On this week’s episode, host Al Letson sits down with immigration reporter Aura Bogado to discuss her latest story, which uncovered a growing network of shelters to house infants, toddlers and other young asylum-seekers. Records Bogado obtained indicate that a dozen children arrived at one facility, Child Crisis Arizona, beginning in mid-June. The facility has garnered a $2.4 million contract to house unaccompanied children through 2022, despite recent citations for hazardous conditions, incomplete record-keeping and more.

The children are from Guatemala, Honduras, El Salvador, Ecuador and Brazil. Some of them entered the facility in early July, and they are all living there without parents. When Bogado asked where exactly their parents are, Child Crisis didn’t respond, and the federal Office of Refugee Resettlement told her it was working on a response. That was last week.

These new revelations come amid renewed outrage over the shocking, squalid conditions in which the U.S. government has forced new migrants to live. Advocates who visited detention facilities in June spoke about flu quarantines, lice infestations and babies drinking milk out of dirty bottles. A Department of Homeland Security report released July 2 detailed “dangerous overcrowding” at migrant holding facilities and included shocking photos of adults and children packed into cells.

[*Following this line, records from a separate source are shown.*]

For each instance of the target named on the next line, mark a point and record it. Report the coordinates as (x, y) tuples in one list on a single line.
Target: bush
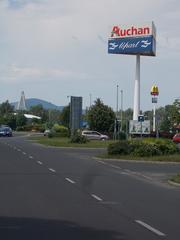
[(60, 130), (146, 150), (78, 138), (121, 147)]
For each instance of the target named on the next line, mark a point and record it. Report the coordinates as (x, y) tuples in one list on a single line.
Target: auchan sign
[(133, 39), (133, 31)]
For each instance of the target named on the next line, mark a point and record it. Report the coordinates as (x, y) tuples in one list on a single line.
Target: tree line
[(99, 117)]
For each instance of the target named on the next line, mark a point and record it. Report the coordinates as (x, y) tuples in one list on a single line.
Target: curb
[(135, 161), (174, 183)]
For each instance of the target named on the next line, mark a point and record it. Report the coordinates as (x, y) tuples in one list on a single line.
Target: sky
[(52, 49)]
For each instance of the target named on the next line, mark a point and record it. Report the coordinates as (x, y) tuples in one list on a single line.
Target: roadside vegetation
[(176, 178), (144, 149), (67, 142)]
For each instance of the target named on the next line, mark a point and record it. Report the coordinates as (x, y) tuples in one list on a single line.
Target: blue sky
[(52, 49)]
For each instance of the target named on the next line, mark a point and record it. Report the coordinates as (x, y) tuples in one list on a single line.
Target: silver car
[(94, 135)]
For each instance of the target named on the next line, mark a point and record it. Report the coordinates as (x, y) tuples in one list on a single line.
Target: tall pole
[(137, 90), (121, 109), (154, 118), (90, 99), (115, 122)]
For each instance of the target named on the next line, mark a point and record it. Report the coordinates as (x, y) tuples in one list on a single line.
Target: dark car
[(5, 132), (176, 138)]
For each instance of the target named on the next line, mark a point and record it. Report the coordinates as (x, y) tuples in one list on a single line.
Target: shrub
[(146, 150), (143, 148), (121, 147), (78, 138)]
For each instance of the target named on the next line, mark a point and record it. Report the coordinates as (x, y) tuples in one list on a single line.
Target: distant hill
[(35, 101)]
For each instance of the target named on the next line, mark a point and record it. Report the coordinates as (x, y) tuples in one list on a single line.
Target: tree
[(65, 116), (101, 117)]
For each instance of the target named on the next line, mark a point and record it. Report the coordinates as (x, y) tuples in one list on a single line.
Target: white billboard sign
[(136, 127)]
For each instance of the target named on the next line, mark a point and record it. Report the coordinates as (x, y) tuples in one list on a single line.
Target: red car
[(176, 138)]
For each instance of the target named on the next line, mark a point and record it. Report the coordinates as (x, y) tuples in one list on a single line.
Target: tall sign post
[(134, 39), (75, 113), (154, 93)]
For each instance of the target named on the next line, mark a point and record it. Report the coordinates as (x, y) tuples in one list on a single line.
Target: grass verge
[(65, 142), (176, 178), (163, 158)]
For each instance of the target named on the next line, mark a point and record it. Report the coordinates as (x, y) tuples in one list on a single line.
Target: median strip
[(96, 197), (52, 170), (145, 225), (69, 180), (39, 162)]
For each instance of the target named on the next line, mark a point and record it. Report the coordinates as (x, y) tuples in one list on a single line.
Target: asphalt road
[(58, 193)]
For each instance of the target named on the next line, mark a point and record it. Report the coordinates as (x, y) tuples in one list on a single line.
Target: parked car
[(94, 135), (176, 138), (5, 131)]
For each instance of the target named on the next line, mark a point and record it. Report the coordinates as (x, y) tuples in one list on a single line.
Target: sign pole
[(154, 118), (136, 109)]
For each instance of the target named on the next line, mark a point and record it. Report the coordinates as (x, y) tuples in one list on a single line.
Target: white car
[(94, 135)]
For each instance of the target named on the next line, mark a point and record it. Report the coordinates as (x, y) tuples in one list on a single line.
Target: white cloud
[(66, 40)]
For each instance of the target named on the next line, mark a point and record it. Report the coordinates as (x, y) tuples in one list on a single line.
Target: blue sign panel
[(134, 45)]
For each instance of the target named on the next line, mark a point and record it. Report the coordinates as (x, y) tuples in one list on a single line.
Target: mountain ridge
[(36, 101)]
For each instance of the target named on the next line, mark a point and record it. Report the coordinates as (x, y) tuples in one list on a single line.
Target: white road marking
[(52, 170), (157, 232), (96, 197), (39, 162), (69, 180)]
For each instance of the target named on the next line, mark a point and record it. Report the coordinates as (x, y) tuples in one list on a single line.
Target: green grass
[(176, 178), (164, 158), (65, 142)]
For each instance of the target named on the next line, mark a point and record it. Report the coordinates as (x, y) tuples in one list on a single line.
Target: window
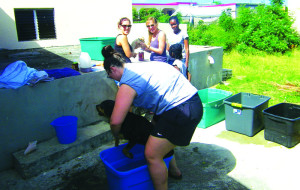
[(35, 24)]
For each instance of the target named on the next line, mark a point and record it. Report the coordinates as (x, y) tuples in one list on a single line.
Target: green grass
[(276, 76)]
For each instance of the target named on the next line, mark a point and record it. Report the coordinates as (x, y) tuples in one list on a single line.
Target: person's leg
[(173, 169), (156, 149)]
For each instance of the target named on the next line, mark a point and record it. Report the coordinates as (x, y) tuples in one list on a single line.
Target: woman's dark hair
[(111, 58), (123, 19), (175, 51), (174, 18)]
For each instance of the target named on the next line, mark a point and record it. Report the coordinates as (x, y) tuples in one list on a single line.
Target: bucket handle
[(237, 105), (219, 105)]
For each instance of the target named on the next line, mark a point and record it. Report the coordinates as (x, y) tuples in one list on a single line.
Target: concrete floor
[(215, 159)]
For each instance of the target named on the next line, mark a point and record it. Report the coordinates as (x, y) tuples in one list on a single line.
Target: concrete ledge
[(26, 112), (51, 153)]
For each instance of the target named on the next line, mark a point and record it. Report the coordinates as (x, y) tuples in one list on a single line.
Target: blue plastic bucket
[(66, 129)]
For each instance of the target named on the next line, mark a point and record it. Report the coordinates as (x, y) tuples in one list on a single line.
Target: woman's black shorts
[(178, 124)]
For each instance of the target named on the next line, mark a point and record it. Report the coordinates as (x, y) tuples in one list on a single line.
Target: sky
[(203, 1)]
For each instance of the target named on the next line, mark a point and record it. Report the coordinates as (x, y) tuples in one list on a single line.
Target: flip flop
[(175, 176)]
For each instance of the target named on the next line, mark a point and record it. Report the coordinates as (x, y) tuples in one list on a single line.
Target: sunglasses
[(126, 26), (148, 26)]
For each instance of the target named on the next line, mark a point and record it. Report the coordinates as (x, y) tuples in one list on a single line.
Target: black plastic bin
[(282, 124)]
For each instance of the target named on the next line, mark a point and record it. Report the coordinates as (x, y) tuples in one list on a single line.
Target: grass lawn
[(276, 76)]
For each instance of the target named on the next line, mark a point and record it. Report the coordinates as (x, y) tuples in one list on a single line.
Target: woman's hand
[(133, 55), (144, 46)]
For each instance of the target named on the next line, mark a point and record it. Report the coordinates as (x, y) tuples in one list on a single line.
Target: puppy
[(135, 128)]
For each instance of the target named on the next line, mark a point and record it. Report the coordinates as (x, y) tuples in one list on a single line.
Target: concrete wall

At some of the shelters she investigated this month, Bogado has confirmed that it’s taken more than two weeks to get children legal assistance. That’s despite the Trafficking Victims Protection Reauthorization Act, which requires that vulnerable children be in direct contact with advocates.

“Getting access to legal help is a big issue,” Bogado says.

This story is the latest from our immigration team, which has spent the past year examining the long-lasting effects of the Trump administration’s family separation policies. They’ve investigated facilities that were administering psychotropic drugs to immigrant children without consent, government contractors that were warehousing kids in a vacant Phoenix office building, a network of secret government shelters and much more.

Also in the episode …

We’re revisiting a story from December 2018 that exposed how the Jesuits, a society within the Catholic Church, shuffled priests accused of sexual abuse around Native communities for years. Then, in some cases, these priests retired on Gonzaga University’s campus.

Hear the episode.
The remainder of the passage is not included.